But I said we were going to kill ourselves, didn't I? Yes, because we are going to stay here, and let all of the above happen.

For perpetuity, we will huddle in our fragile ecosystem and spend all of our time and resources trying to save something that, in the long run, simply cannot be saved. In the long run, there is only one way to survive, and that is to get some of our eggs out of this basket -- a basket perched on the edge of a table that is missing a leg, with an inquisitive toddler and his drunken stepfather stumbling about nearby.

Critics deride such talk as escape-hatch fantasies at best, and elitist wingnuttery at worst. Yet another example of the rich white people finding a way to absolve themselves of the problems they've created, or at least to give themselves the illusion of having salvation. It is entirely possible that this is the scenario that will unfold, and if it does, it will be unfortunate. But I envision something radically different.

I don't want a moonbase. I don't want twenty Harvard graduates in a dugout with a stockpile of frozen sperm and eggs waiting for the Big One to take us out so they can repopulate the species. I don't want an insurance policy: I want civilization.

I want a thousand moonbases -- nay, a thousand moon cities. Cultures thriving, towns bustling, the great melting pot dream writ large across the solar system. I want countless experiments in liberal and social democracy playing out over the surface of Mars, in great O'Neill cylinders hovering high in orbit of Earth, in the cold and icy depths of the Kuiper Belt. I want passionate music and literature to be written about the rings of Saturn from people looking at them with their own eyes on vacation from their homes on cloud-shrouded Titan. I want enclaves of cultures thought extinct on Earth surviving and thriving where no touch of homogenization can harm them. Brown people, black people, red and yellow and white people, young and old, rich and poor. I want the human species to continue to evolve and strive for creating itself in whatever images it desires.

I then want this to be repeated, at the next star over, and the next... green bubbles of life spreading from Earth like spores on the wind. And when we find other life, we let it be.

And I don't want to give up on Earth. I dream of a day when the Earth is lush and green, humanity living in the technological wonder of their solar-powered cities and leaving the countryside to nature. Respect for all forms of life above human desire. No need to rape the land for what few resources weren't touched in the gloaming of the dread Industrial Age; with the resources of the Solar System, trillions of people could be supported, including those who wish to remain on our home world.

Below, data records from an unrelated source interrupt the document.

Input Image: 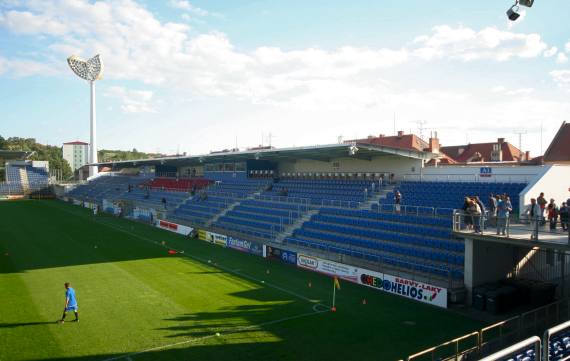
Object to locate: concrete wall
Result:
[465,238,518,304]
[519,165,570,214]
[405,165,547,183]
[279,156,422,178]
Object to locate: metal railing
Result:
[480,336,541,361]
[376,204,454,217]
[406,331,480,361]
[453,210,570,242]
[253,194,311,209]
[408,299,570,360]
[320,199,362,209]
[402,172,536,183]
[542,321,570,361]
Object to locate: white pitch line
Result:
[93,215,328,308]
[102,304,328,361]
[47,204,328,308]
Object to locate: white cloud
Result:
[414,25,547,61]
[505,88,534,95]
[169,0,209,16]
[104,86,156,113]
[556,53,568,64]
[491,85,534,96]
[550,69,570,89]
[0,0,552,111]
[544,46,558,58]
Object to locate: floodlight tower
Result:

All of this is possible. We can save the world, for now, and do the other things. It doesn't take much. President Bush has a token flags-and-footprints plan for lunar and Martian exploration -- we need a plan for lunar and Martian living. Dr. Robert Zubrin, of the Mars Society, has shown extensively how it could be done for scarcely more money than NASA currently receives, a level of funding that is less than half of one percent of the federal budget. We can survive in the long run and we can clean up our mess. It is not a choice between them.

1 comment:

  1. While I agree with basically ALL of this, I don't think most governments are going to want to spend much money on space settlement, and there's too much inertia to adopt Zubrin's plan just yet.

    My big hope is for continued progress in space elevator development. If a beanstalk make building castles in the sky cheaper, government and industry will be all over it.